Promieniowanie z japońskiego reaktora może spowodować od 15 do 1 300 zgonów oraz od 24 do 2 500 zachorowań na raka. Kalkulacje te zostały opublikowane w miniony wtorek, 17 lipca, w piśmie „Energy and Environmental Science”. Ich autorami są John T. Hoeve i Mark Z. Jacobson ze Stanford University.
Szacunki te cechują się dużą dozą niepewności, ale pomimo tego znacznie różnią się od pierwotnych zapewnień, jakoby awaria nie miała w żaden sposób odbić się na zdrowiu populacji. Jedna z takich naiwnych deklaracji należy do United Nations Science Committee on the Effects of Atomic Radiation.

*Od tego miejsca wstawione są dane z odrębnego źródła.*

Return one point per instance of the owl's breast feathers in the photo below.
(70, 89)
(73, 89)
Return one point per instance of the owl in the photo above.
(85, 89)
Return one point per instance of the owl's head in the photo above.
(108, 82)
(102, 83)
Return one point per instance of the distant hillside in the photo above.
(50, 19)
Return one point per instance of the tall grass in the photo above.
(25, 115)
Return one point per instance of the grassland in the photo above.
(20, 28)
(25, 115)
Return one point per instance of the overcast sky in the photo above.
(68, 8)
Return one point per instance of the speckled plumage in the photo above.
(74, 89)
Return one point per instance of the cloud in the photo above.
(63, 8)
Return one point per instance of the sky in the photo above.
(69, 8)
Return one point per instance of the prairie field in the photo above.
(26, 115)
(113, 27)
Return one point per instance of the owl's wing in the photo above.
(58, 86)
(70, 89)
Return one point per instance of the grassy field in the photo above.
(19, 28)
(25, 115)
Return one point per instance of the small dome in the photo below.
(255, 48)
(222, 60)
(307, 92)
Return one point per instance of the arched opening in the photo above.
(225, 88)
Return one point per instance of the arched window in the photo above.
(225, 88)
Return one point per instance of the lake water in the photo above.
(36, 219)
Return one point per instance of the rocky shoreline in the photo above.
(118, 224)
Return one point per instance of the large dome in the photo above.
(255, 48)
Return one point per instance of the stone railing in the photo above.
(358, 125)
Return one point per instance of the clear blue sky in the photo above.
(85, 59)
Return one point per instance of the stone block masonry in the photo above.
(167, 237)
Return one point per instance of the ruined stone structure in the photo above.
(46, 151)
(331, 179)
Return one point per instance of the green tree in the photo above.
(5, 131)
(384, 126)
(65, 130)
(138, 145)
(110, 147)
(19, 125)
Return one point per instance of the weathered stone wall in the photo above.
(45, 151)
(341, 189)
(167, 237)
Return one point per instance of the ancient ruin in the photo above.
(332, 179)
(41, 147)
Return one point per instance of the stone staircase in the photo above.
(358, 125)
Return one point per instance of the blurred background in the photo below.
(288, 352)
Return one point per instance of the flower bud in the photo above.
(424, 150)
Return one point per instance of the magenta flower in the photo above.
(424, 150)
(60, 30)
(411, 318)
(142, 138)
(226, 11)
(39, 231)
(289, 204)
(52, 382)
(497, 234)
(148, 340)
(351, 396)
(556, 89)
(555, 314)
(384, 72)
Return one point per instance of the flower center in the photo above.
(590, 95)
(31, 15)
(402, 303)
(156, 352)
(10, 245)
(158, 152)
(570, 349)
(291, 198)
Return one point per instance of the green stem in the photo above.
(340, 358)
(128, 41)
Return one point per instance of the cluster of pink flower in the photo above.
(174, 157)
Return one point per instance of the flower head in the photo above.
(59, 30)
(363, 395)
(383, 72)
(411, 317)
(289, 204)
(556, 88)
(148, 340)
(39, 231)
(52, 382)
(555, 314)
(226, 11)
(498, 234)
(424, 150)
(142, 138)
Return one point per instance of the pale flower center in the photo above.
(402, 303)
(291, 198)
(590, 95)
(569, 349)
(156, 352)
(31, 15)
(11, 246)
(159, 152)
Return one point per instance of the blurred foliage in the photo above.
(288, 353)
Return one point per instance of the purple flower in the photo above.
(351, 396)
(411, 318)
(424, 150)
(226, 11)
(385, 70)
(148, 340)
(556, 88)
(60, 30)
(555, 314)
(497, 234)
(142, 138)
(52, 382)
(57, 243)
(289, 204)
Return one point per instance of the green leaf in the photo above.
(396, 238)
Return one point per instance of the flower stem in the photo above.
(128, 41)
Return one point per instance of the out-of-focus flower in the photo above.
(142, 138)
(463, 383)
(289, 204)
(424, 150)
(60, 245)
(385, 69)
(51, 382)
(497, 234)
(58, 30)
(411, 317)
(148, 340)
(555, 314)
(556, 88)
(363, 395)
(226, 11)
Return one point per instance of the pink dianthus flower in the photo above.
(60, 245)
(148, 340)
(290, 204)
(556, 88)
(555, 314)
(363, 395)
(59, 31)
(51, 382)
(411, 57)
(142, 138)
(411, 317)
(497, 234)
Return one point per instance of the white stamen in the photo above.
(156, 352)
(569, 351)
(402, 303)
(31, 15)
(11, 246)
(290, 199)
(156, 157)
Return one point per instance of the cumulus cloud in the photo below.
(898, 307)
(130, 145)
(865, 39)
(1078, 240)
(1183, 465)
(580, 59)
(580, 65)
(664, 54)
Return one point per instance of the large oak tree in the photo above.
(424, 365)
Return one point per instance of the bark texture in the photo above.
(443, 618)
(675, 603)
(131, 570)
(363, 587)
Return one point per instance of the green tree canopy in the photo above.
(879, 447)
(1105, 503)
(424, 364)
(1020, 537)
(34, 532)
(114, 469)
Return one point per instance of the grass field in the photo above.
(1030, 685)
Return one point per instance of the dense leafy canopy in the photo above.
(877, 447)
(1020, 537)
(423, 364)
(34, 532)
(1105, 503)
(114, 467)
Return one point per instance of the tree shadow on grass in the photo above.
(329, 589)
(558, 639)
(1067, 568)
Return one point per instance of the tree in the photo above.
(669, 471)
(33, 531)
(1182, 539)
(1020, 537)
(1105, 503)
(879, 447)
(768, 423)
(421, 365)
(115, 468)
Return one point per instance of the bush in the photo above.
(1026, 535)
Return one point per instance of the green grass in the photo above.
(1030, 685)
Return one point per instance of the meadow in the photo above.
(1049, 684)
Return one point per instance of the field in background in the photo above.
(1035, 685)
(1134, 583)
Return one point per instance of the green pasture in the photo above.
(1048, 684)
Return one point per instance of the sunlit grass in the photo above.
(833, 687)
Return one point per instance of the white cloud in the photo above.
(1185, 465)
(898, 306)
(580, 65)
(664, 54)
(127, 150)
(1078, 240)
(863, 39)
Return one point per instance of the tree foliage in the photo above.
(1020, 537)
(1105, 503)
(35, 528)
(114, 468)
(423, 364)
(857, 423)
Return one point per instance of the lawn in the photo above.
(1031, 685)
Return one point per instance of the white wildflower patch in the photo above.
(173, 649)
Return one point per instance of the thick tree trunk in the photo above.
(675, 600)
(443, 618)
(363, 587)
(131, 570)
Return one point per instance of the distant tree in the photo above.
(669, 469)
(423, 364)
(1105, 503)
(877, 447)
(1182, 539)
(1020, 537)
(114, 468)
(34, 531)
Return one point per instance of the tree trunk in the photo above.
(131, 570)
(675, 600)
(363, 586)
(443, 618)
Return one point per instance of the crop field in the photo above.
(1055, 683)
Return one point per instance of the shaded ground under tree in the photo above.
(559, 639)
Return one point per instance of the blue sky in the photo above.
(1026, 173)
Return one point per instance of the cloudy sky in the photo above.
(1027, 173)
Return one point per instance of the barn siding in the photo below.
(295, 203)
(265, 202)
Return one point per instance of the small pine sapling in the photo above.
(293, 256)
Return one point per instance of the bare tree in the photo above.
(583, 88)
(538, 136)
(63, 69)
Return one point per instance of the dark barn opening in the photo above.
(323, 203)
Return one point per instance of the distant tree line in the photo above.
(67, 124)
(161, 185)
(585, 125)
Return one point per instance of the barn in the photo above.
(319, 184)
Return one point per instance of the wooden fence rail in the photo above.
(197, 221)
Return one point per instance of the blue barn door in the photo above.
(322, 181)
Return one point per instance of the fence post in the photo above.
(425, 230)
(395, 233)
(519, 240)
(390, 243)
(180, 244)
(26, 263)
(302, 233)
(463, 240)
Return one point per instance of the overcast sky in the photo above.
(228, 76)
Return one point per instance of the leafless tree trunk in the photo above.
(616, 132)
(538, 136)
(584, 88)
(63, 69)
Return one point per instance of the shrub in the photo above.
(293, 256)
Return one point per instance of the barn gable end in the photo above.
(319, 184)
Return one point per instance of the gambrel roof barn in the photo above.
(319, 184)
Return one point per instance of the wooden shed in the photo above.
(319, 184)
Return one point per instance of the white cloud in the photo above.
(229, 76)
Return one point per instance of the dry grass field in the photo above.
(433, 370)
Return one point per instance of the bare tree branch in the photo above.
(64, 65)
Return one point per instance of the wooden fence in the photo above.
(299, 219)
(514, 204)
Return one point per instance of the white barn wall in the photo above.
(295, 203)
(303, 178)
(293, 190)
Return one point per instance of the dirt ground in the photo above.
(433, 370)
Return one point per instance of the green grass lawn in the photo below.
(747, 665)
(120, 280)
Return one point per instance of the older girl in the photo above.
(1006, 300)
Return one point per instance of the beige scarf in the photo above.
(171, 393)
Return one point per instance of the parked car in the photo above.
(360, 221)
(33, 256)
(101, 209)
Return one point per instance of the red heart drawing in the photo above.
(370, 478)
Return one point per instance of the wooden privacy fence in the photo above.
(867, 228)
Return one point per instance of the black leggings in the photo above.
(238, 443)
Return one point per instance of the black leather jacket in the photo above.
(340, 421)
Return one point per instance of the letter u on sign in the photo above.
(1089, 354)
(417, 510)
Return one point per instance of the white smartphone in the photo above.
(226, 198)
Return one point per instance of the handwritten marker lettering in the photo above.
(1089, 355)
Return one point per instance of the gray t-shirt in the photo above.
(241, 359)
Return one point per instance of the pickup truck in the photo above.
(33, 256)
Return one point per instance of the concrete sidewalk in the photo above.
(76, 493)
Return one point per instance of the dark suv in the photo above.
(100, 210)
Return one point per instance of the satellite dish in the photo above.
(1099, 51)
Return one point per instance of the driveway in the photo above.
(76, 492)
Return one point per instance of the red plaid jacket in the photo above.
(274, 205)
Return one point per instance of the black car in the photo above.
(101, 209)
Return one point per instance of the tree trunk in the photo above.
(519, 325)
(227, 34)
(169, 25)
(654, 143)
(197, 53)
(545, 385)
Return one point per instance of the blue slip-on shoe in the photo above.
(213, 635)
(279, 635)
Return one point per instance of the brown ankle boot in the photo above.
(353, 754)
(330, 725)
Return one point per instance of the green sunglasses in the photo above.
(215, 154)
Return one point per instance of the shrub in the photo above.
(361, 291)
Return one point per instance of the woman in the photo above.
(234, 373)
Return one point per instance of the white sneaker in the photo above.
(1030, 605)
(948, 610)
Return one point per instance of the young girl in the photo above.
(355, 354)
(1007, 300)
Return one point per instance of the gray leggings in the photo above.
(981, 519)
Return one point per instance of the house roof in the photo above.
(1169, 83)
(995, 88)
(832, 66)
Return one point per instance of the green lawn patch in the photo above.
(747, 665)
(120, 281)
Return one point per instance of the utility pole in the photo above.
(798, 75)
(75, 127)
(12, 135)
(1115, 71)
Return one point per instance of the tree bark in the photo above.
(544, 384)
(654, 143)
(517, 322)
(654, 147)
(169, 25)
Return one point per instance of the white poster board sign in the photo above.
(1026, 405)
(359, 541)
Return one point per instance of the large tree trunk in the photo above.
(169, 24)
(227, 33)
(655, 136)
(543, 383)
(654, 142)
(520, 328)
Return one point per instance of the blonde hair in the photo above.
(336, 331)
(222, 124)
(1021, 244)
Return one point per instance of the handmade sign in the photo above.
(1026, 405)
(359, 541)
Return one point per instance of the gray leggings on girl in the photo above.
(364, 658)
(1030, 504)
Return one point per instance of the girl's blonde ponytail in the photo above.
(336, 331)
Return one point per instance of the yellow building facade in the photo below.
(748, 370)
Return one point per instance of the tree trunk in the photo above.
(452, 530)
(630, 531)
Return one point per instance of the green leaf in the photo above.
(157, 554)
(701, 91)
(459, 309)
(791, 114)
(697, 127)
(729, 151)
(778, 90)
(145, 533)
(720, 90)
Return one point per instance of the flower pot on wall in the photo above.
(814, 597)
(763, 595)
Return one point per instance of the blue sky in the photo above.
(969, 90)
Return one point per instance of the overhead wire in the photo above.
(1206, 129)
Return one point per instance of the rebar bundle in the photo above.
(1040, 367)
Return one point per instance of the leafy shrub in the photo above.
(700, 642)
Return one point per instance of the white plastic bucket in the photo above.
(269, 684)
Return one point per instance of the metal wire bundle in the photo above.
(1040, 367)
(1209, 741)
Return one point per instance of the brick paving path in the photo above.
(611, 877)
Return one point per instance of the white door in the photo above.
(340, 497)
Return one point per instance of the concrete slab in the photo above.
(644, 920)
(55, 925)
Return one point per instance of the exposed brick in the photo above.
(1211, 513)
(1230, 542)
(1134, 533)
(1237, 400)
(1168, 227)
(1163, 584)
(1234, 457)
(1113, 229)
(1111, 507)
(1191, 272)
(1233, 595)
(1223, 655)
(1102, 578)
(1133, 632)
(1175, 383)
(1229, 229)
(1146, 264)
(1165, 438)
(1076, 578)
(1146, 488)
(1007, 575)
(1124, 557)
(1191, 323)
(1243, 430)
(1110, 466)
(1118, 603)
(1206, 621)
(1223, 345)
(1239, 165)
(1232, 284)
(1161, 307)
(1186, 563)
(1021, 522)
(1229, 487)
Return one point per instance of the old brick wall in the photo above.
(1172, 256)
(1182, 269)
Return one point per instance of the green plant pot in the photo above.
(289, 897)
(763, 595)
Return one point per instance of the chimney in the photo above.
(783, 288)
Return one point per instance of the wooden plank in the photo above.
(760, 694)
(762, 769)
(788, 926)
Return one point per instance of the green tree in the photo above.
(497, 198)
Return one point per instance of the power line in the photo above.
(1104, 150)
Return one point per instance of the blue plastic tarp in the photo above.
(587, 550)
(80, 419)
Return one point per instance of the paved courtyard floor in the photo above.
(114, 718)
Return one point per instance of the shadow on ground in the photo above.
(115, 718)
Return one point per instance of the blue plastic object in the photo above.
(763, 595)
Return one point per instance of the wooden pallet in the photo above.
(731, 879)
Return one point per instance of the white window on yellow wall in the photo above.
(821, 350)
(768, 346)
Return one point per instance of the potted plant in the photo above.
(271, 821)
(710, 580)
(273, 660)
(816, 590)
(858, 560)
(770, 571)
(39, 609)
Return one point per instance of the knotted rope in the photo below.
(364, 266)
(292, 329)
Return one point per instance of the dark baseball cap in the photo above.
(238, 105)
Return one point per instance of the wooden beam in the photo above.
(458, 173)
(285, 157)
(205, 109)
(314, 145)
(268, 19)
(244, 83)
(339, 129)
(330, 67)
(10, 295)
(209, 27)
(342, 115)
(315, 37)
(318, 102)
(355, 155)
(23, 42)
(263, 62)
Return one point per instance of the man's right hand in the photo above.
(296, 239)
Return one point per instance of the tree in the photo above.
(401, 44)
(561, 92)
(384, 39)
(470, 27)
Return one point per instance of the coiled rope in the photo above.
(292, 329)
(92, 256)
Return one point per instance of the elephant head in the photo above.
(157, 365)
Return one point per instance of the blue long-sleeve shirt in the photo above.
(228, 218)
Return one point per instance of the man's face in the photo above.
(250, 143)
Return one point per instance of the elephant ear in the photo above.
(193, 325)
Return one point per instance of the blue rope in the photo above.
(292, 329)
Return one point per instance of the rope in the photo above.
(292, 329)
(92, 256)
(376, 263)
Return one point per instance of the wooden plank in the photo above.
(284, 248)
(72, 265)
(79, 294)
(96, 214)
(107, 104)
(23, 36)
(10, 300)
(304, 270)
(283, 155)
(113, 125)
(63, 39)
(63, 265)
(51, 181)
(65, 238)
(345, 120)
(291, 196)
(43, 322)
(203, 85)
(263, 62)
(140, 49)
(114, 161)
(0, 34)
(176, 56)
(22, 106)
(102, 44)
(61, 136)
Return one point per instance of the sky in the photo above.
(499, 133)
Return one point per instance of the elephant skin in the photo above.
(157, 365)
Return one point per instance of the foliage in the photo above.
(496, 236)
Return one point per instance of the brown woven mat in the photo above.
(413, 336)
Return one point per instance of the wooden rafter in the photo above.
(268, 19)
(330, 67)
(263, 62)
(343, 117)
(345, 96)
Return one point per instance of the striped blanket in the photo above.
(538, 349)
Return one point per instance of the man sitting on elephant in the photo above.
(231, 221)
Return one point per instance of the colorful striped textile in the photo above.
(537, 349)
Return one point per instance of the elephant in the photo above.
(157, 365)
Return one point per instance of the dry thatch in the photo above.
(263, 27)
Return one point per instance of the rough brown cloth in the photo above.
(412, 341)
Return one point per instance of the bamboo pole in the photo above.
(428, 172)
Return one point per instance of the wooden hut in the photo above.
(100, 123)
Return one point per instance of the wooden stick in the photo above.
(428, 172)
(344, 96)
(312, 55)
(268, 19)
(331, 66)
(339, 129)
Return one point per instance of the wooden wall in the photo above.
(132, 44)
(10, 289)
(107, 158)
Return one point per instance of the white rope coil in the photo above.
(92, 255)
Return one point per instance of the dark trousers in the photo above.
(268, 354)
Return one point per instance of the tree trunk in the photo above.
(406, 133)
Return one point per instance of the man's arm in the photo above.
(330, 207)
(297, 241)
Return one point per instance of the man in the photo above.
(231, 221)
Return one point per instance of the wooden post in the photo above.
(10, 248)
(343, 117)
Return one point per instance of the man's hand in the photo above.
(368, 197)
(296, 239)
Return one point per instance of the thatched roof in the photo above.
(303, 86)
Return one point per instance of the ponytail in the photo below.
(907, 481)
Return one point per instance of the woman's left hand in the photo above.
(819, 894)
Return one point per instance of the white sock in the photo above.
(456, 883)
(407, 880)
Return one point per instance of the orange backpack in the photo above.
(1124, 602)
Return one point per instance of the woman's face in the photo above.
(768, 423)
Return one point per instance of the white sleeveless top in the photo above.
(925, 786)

Tymczasem naukowcy posłużyli się trójwymiarowym modelem atmosfery (opracowanym po dwudziestu latach badań), aby przewidzieć przemieszczanie się radioaktywnych materiałów, i ocenić tym samym stopień zagrożenia dla ludzi.
Z powodu wielu niewiadomych związanych z emisją szkodliwych substancji, oszacowane wartości mają tak szeroki zakres.
Zobacz również:
Co więcej, liczby te tylko zwiększają pulę dotychczasowych ofiar, wynoszącą już 600 osób, które zginęły podczas ewakuacji. Oznacza to, że jej proces mógł kosztować więcej istnień niż zdołano dzięki niej ocalić.
Stopienie rdzeni reaktorów to najrozleglejsza tragedia od czasów Czarnobyla. Uwalniające się promieniowanie skaziło kilkaset kilometrów kwadratowych, czyniąc z nich „martwą strefę”.
Ponadto niskie stężenie materiału radioaktywnego zarejestrowano także w Europie i Ameryce Północnej. Najwięcej znalazło się go w Pacyfiku – na korzyść społeczeństwa zaledwie 19% przedostało się na ląd.
„Sprawa jest bardzo szeroka, istnieje o wiele więcej kwestii niż te, które poddaliśmy analizie, czyli efekty związane z chorobą nowotworową i zgonami” - Jacobson.
Uświadamia, że Fukushima to gigantyczna katastrofa, kontaminacja [skażenie promieniotwórcze] gleb oraz wód, migracja wielu osób, niedopatrzenie rządu, ogromne koszty oraz cierpienie.